His voice was his most remarkable peculiarity, and would have made the fortune of half a dozen singing masters or ventriloquists. It began way down in his chest, and came rolling and rumbling, then shrieking, up his throat like an echo behind mountains or a locomotive coming from under a covered bridge. He uttered his first words in a smothered German guttural, and gradually raised his voice to a sharp falsetto; and if the sentence were longer than common, he went through the same process the second time. He had a habit, while speaking, of shaking his head in a very impressive manner, and bending his face towards the ground, while his sharp grey eye—it seemed at such times as if he had only one—glared terribly from under its ambush eyebrows, and his forefinger, as if to give greater certainty to his aim, vibrated slowly from the end of his own nose to that of his fascinated victim.
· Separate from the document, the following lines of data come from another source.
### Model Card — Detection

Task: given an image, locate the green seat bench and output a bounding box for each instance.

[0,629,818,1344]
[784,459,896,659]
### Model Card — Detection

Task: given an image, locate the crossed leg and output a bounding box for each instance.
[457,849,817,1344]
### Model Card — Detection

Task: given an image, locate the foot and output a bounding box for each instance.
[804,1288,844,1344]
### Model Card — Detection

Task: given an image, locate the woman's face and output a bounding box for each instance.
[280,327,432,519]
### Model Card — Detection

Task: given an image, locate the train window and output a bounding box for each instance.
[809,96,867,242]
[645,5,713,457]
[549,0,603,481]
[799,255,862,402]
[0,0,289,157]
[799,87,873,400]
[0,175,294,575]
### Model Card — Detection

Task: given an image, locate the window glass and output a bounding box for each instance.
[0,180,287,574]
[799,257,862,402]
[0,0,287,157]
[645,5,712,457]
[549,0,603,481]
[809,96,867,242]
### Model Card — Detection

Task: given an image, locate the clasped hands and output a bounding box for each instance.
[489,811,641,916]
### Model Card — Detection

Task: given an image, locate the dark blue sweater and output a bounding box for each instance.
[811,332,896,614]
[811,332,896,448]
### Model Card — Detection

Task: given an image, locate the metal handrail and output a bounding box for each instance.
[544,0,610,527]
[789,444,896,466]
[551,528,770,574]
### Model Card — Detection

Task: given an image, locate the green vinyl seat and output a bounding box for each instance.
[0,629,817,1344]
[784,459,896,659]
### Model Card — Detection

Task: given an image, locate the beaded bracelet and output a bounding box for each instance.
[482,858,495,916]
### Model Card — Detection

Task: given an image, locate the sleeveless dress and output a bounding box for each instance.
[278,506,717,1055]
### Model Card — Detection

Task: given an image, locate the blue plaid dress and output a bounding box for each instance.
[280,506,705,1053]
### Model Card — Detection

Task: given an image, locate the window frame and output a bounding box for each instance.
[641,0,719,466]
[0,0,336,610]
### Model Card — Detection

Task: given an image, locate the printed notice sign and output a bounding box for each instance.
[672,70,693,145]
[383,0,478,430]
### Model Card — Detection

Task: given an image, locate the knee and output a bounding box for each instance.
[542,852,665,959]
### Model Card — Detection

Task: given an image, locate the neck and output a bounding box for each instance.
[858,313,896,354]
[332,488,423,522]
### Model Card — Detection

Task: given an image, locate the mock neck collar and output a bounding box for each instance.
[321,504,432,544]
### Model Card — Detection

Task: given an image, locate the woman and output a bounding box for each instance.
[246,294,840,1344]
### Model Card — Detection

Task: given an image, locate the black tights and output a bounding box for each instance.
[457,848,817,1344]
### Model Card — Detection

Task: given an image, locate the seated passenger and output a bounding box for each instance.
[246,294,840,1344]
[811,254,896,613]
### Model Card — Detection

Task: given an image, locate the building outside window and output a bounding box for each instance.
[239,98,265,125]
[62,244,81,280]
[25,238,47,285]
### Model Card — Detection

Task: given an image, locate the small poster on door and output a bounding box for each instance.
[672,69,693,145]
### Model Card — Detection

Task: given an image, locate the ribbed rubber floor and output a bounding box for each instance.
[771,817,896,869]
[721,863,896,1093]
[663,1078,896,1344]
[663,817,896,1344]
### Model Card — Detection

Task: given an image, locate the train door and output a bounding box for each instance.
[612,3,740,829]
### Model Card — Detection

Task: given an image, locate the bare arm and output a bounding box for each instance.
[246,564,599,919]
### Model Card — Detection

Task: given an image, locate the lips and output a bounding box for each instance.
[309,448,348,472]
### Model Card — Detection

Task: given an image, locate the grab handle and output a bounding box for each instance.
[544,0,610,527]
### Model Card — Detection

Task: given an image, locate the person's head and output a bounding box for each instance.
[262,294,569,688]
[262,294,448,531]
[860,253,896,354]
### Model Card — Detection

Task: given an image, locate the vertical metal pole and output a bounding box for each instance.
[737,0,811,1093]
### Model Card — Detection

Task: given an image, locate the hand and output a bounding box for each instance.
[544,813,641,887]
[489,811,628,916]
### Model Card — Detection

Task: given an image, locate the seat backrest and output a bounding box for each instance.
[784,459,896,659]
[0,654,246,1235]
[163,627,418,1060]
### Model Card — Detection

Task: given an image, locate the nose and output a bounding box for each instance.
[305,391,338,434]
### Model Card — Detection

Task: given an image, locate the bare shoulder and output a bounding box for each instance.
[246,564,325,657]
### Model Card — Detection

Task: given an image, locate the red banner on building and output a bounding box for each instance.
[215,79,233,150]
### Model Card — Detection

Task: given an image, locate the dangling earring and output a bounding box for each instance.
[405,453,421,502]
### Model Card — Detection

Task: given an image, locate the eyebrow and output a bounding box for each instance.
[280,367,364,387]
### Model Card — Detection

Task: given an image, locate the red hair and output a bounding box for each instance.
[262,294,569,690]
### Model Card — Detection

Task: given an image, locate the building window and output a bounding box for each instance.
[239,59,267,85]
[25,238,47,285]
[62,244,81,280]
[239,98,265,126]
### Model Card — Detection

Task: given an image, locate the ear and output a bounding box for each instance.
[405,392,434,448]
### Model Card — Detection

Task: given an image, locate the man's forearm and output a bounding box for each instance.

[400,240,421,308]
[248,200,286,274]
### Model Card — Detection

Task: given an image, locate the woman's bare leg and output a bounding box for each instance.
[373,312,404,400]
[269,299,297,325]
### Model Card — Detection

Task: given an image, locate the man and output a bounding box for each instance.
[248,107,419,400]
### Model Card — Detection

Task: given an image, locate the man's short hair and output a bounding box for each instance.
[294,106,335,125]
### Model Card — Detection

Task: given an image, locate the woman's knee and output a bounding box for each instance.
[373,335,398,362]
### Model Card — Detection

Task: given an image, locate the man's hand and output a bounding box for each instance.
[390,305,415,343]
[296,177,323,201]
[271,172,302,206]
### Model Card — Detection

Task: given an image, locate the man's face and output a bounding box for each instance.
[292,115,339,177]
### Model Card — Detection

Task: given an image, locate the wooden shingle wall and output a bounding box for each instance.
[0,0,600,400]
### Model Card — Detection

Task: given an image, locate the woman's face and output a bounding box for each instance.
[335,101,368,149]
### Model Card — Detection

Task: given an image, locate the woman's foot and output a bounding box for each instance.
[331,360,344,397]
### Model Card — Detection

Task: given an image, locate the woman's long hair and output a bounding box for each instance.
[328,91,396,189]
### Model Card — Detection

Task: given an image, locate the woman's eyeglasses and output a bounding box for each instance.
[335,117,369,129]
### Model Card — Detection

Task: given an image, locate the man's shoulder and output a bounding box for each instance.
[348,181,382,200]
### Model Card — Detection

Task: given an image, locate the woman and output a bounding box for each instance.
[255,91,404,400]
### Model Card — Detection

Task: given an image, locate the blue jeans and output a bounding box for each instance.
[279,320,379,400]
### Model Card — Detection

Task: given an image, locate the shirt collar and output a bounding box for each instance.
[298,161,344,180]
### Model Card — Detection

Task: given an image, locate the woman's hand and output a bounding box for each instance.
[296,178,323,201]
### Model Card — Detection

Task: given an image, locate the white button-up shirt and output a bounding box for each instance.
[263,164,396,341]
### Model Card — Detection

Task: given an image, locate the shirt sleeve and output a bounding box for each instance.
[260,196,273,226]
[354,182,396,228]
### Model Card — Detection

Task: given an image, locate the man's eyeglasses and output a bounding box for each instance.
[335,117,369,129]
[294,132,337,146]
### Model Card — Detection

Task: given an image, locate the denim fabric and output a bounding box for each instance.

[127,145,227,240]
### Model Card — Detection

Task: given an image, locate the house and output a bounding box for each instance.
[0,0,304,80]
Such flexibility of voice could not exist without equal mobility of feature. His mouth worked incessantly, whether he were talking or not; sometimes he champed the ends of his iron-grey moustache, at others gnawed his nether lip, or protruded both as if he were about to whistle Old Hundred, or were trying to drink cider out of an imaginary bung-hole without the aid of a straw.

Add to this his strong German accent, the odd way in which he prolonged many of his vowels, those especially belonging to his bass notes, and the simple child-like vivacity he displayed on every occasion, and we had one of the funniest, most agreeable little old gentlemen I ever met with.